Many parents have experienced the guilt associated with yelling at their children, and it’s a common concern. The urge to yell can be challenging to overcome, but it’s possible to break this habit with a deliberate effort. Laura Markham, Ph.D., author of “Peaceful Parent, Happy Siblings: How to Stop Yelling and Start Connecting,” offers a five-step process to help parents stop yelling at their kids:
- Quit Yelling About Ordinary Stuff: Pay attention to your behavior and stop raising your voice over minor, everyday matters. Approach your children and talk to them in a regular speaking voice instead.

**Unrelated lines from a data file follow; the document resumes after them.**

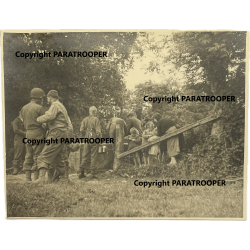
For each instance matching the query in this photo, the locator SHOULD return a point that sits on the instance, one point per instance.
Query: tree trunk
(119, 147)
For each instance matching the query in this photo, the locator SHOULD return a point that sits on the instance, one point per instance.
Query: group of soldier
(35, 124)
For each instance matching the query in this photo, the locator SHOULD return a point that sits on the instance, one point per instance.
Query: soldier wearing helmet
(59, 124)
(90, 128)
(34, 130)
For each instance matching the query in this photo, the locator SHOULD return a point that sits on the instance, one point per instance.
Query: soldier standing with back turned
(19, 146)
(90, 128)
(34, 130)
(59, 124)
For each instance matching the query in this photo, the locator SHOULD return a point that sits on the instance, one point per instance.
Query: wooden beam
(169, 135)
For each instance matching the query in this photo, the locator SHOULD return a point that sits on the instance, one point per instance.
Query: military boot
(41, 178)
(16, 171)
(28, 175)
(36, 174)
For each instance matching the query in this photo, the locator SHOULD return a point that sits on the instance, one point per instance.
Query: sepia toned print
(129, 124)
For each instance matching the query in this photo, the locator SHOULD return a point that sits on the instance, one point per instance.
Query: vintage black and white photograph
(125, 124)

- Put Out Your Own Fire: Engage in daily introspection or meditation to help calm yourself in the heat of the moment. Meditation can help you learn to ignore distractions and be more present.

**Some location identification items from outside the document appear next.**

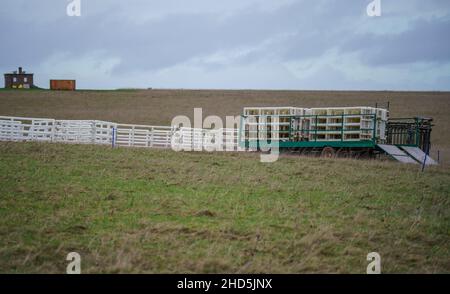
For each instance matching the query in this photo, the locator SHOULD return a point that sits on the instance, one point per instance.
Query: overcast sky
(230, 44)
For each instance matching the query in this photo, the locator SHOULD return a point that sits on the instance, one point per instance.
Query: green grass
(158, 211)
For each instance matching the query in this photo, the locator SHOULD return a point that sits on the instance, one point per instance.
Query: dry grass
(156, 211)
(160, 106)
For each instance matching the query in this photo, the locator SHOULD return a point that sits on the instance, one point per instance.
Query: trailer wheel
(328, 152)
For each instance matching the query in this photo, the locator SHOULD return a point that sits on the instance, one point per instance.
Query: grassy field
(160, 106)
(135, 210)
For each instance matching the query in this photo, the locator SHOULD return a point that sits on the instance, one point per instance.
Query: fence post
(426, 155)
(113, 139)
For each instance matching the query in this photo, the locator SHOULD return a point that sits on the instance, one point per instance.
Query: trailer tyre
(328, 152)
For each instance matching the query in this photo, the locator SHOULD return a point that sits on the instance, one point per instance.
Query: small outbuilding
(19, 80)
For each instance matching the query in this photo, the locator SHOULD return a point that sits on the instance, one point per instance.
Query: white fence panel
(143, 136)
(103, 132)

- Think Of a Safe Word: Develop a phrase or word to tell yourself when you realize you’re about to lose your temper. These self-soothing phrases can help you regain control.

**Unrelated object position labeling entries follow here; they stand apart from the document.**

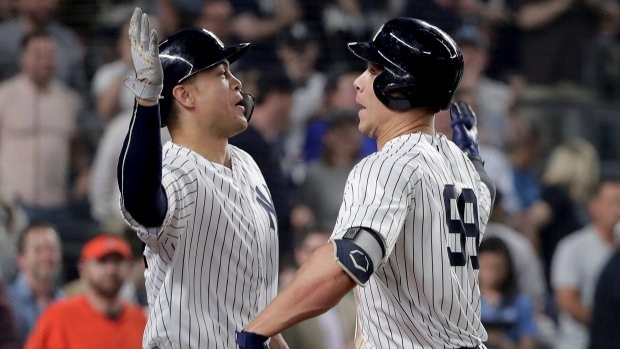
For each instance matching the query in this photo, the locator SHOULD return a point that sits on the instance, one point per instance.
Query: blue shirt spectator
(27, 308)
(515, 316)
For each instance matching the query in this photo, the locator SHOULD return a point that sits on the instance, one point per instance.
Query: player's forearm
(569, 300)
(277, 342)
(536, 15)
(318, 286)
(107, 101)
(139, 168)
(484, 178)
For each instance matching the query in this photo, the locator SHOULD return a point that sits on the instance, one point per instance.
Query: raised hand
(249, 340)
(149, 79)
(464, 130)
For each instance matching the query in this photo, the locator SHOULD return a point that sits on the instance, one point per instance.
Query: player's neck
(211, 147)
(414, 121)
(606, 233)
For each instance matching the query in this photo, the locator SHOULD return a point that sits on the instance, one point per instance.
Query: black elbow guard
(359, 253)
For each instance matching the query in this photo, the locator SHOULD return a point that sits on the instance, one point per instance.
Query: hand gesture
(464, 130)
(249, 340)
(149, 79)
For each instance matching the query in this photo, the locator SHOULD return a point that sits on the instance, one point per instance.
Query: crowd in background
(543, 77)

- Get Close: Instead of resorting to consequences or lost privileges when children misbehave, focus on reconnecting with them. Get down to their level, put your arm around them, and express understanding of their feelings.
- Tone Down Those Trigger Moments: Identify situations or times when you’re more likely to yell, and consciously work on maintaining a calmer tone. Use humor and positive reinforcement to keep the atmosphere light and reduce tension.
By following these steps, you can gradually reduce the frequency of yelling and create a more peaceful and connected environment in your home. The key is to break the habit by rewiring your reactions and responses over time. This approach benefits both parents and children, fostering better communication and understanding.